LinearSVC(max_iter=4000, random_state=0)

In [43]:
predicted = clf.predict(X_test)

---

Try LogisticRegression

In [44]:
from sklearn.linear_model import LogisticRegression
pipe_lr = LogisticRegression(random_state=14,
               penalty='l1',
               solver='liblinear',
               class_weight='balanced',
               multi_class='auto',
               max_iter=10000)
pipe_lr.fit(X_train, y_train)
y_pred = pipe_lr.predict(X_test)

In [48]:
X_test.shape

(5564, 115)

In [52]:
pipe_lr.predict_proba(X_test[0].reshape(1, -1))

array([[0.35616371, 0.64383629]])

In [46]:
print(f'Classification report for classifier {pipe_lr}:\n{metrics.accuracy_score(expected, y_pred)}\n')

Classification report for classifier LogisticRegression(class_weight='balanced', max_iter=10000, penalty='l1',
                   random_state=14, solver='liblinear'):
0.8980948957584471



# 4. [20 pts] Evaluate (and report) the model performance(s) using some of the standard techniques (e.g. 80-20 split, 10-fold cross validation, etc.).

In [45]:
print(f'Classification report for classifier {clf}:\n{metrics.accuracy_score(expected, predicted)}\n')

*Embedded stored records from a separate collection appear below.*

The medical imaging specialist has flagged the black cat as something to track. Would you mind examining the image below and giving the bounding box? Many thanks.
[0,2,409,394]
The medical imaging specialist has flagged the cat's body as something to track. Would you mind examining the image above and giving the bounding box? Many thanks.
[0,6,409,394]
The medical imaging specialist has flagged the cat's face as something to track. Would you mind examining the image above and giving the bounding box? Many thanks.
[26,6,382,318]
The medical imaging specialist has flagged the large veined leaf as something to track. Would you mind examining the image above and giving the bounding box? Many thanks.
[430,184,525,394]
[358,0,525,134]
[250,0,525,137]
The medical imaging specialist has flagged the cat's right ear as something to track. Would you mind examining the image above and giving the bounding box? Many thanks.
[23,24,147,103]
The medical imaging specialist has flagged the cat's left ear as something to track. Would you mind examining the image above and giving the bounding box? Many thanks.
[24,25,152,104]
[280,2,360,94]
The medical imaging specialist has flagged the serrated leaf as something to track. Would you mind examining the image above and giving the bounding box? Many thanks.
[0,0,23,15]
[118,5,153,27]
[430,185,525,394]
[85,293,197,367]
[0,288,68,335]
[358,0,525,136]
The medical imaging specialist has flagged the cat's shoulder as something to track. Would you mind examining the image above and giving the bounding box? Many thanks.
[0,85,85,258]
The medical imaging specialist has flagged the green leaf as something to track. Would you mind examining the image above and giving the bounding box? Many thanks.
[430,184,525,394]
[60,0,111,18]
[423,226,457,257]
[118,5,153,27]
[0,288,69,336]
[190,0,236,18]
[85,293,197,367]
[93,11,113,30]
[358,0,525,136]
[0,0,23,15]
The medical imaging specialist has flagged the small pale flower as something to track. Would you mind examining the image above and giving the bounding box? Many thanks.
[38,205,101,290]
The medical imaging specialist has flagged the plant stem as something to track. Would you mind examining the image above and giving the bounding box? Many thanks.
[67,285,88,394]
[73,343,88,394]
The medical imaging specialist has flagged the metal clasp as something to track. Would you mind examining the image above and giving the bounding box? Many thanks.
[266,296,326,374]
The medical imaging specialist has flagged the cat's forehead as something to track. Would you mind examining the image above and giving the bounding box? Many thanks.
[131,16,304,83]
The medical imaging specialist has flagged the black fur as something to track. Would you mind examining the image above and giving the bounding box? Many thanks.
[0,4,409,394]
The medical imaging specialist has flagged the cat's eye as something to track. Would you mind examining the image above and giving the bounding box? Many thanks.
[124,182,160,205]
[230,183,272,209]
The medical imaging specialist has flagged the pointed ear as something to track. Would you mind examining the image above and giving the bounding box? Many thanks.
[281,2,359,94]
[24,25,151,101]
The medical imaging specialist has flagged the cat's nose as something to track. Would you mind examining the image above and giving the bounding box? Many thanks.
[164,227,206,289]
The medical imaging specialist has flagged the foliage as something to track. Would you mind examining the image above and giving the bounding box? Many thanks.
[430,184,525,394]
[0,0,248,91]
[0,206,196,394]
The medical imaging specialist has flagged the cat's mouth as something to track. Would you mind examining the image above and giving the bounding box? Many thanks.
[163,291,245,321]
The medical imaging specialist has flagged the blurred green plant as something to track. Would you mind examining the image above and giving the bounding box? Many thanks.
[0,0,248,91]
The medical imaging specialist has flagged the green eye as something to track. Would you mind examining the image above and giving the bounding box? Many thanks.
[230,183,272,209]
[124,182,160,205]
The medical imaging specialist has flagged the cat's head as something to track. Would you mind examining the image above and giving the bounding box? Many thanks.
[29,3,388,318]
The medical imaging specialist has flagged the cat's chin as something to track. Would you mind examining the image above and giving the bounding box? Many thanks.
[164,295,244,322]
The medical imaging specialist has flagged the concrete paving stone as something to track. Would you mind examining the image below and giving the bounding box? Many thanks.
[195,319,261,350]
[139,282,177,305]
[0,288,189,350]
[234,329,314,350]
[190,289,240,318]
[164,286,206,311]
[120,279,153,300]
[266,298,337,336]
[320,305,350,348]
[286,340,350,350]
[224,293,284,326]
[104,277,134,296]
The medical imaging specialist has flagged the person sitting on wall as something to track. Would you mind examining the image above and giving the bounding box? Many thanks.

Classification report for classifier LinearSVC(max_iter=4000, random_state=0):
0.9069015097052481



# 5. [20 pts] Using your classifier model, what is the predicted category of your dependent variable for the input: "year=2000, generation=Generation X, age=20, gender=male"?

In [89]:
input = { 'year':[2000],
         'generation':['Generation X'],
         'age':[20],
         'sex':['male']
         
    
}

df_input = pd.DataFrame(input,columns = ['country', 'year', 'sex', 'age', 'population', 'suicides/100k pop',
       'HDI for year', 'generation'])

In [90]:
df_input

Unnamed: 0,country,year,sex,age,population,suicides/100k pop,HDI for year,generation
0,,2000,male,20,,,,Generation X


In [91]:
df_input.fillna(df.mean())

Unnamed: 0,country,year,sex,age,population,suicides/100k pop,HDI for year,generation
0,,2000,male,20,1844794.0,,0.776601,Generation X


In [93]:
df_input_one_hot = pd.get_dummies(df_input[['country','year','sex','age','population','HDI for year','generation']], drop_first = True)

In [94]:
df_input_one_hot

Unnamed: 0,year,age
0,2000,20


# 6. [20 pts bonus] Using your (perhaps a different?) model, what is the actual probability of a "Generation X 20-year-old male living in a country with 40000 gdp_per_capita" would commit suicide?